Seorang bidan yang membuka praktik mandiri dapat disebut juga sebagai
wirausahawan. Dimana wirausahawan adalah seorang yang memiliki keahlian
menjual, mulai menawarkan ide hingga komoditas yakni layanan jasa. Sebagai
pelaku usaha mandiri dalam bentuk layanan jasa kesehatan dituntut untuk
mengetahui dengan baik manajemen usaha. Bidan sebagai pelaku usaha mandiri
dapat berhasil baik dituntut untuk mampu sebagai manajerial dan pelaksana
usaha, di dukung pula kemampuan menyusun perencanaan berdasarkan visi yang
diimplementasikan secara strategis dan mempunyai kemampuan personal selling
yang baik guna meraih sukses. Diharapkan bidan nantinya mampu memberikan
pelayanan kesehatan sesuai profesi dan mampu mengelola manajemen pelayanan
secara profesional, serta mempunyai jiwa entrepreneur.
Menjadi profesi bidan yang unggul di bidang kewirausahaan atau
interprenuership dalam bentuk praktek mandiri dan mampu menciptakan
lapangan pekerjaan, khususnya kewirausahaan yang bergerak dibidang kesehatan
sangat membantu dalam pengembangan pembangunan yang mana pada masa
sekarang ini.

Bidan yang berwirausaha dengan cara membuka praktek mandiri


dirumahnya, seharusnya berusaha untuk mendongkrak inovasi yang baru terhadap
manajemen usaha.

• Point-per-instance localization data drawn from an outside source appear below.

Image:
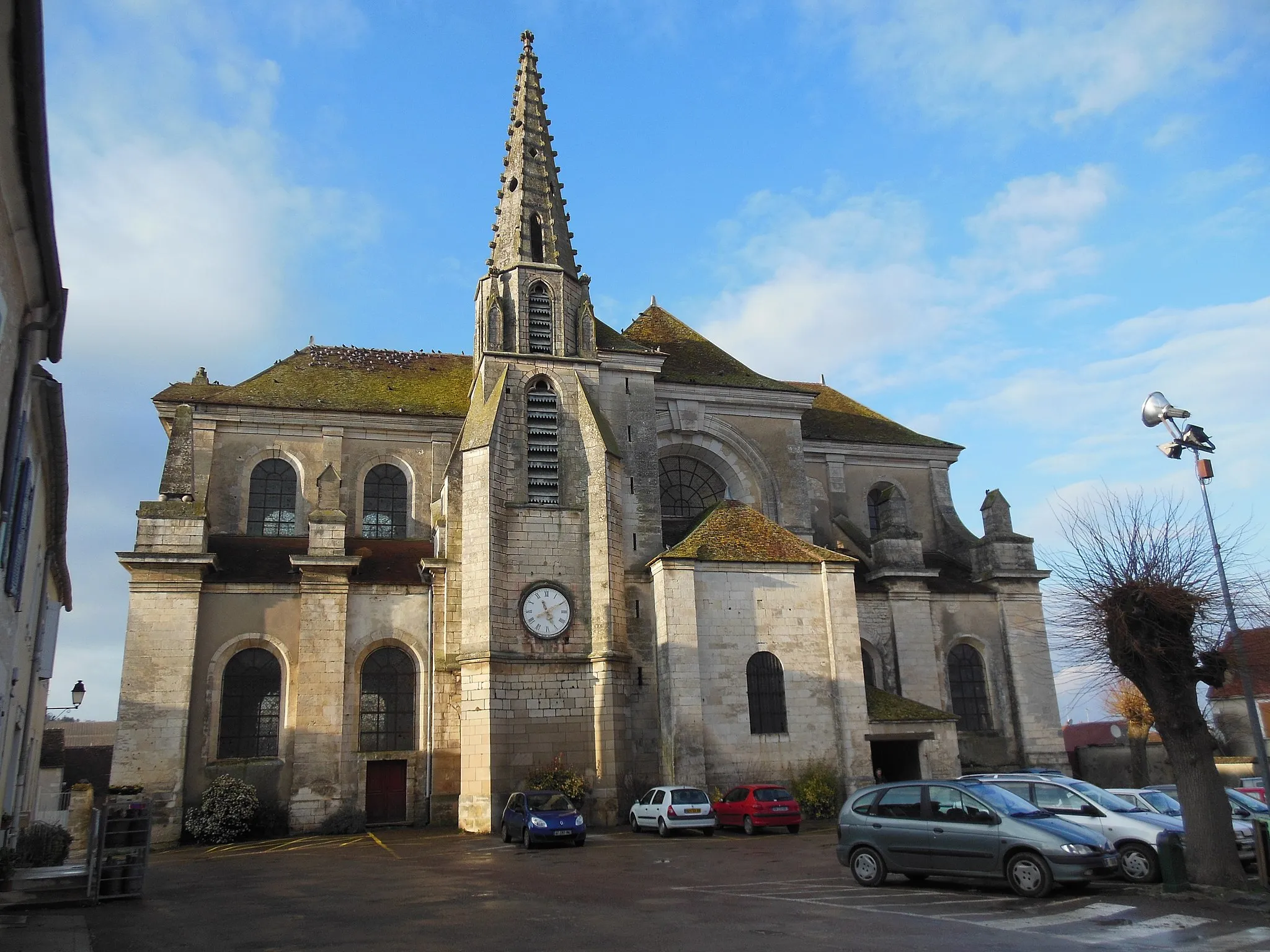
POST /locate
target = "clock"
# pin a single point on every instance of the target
(545, 611)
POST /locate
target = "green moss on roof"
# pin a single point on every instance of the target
(347, 379)
(734, 532)
(837, 416)
(690, 358)
(884, 706)
(610, 339)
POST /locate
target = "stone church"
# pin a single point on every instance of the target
(402, 582)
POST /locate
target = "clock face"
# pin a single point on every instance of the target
(546, 612)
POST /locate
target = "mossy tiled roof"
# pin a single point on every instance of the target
(690, 358)
(884, 706)
(837, 416)
(347, 379)
(734, 532)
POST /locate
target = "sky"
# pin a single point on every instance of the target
(1001, 224)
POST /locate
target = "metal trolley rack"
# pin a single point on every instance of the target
(121, 850)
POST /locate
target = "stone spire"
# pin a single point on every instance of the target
(531, 224)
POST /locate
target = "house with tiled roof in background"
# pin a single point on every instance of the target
(403, 582)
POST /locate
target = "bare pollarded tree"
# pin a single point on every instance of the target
(1137, 598)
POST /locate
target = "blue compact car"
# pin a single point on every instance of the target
(543, 816)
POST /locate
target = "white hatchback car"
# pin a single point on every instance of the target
(670, 809)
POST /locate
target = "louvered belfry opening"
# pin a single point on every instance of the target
(544, 432)
(540, 319)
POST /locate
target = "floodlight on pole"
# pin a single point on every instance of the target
(1157, 410)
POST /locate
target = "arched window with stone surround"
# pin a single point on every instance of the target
(272, 499)
(765, 684)
(968, 687)
(540, 319)
(251, 705)
(385, 501)
(689, 489)
(388, 701)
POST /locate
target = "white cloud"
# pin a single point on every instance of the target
(1042, 63)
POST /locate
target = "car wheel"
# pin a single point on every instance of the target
(1139, 863)
(1029, 876)
(868, 867)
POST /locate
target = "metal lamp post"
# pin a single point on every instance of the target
(1157, 410)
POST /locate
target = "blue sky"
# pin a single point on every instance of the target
(1001, 224)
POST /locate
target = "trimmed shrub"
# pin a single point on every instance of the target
(817, 791)
(225, 814)
(345, 822)
(42, 844)
(561, 776)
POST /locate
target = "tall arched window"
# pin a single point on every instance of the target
(272, 501)
(251, 705)
(689, 488)
(544, 444)
(386, 720)
(969, 690)
(540, 319)
(385, 499)
(536, 239)
(765, 683)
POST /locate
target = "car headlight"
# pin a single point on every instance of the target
(1077, 850)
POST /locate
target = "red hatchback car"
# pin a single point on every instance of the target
(755, 805)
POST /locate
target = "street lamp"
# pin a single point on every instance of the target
(1157, 410)
(78, 694)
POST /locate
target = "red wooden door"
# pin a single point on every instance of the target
(385, 791)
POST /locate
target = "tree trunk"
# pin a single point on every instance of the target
(1139, 772)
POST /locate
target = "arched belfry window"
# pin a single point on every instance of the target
(386, 718)
(272, 500)
(543, 430)
(540, 319)
(689, 488)
(385, 499)
(765, 683)
(969, 690)
(251, 705)
(535, 239)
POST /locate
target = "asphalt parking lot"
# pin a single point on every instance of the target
(431, 890)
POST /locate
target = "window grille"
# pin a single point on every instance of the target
(969, 690)
(251, 705)
(272, 503)
(385, 500)
(689, 489)
(540, 320)
(765, 683)
(386, 719)
(544, 446)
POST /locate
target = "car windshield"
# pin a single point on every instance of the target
(689, 796)
(544, 803)
(1006, 803)
(1108, 801)
(1251, 804)
(768, 796)
(1162, 803)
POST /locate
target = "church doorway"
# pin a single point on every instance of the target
(385, 791)
(897, 759)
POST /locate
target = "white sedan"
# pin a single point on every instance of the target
(670, 809)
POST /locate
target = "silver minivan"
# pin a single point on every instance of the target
(1133, 831)
(966, 829)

Dimulai dari modal yang ia punya, alat-alat kesehatan, susunan
ruangan, manajemen keuangan, dan lain-lain. Agar laba yang diharapkan dapat
terwujud tanpa mengurangi kualitas pelayanan yang diberikan.

B. Rumusan Masalah

1. Apa yang dimaksud kewirausahaan dalam praktek kebidanan?


2. Apa saja yang harus diperhatikan bagi seorang bidan dalam menjalankan
usahanya?
3. Bagaimana contoh kewirausahaan dalam kebidanan?

1
C. Tujuan

1. Untuk mengetahui definisi kewirausahaan dalam praktek kebidanan.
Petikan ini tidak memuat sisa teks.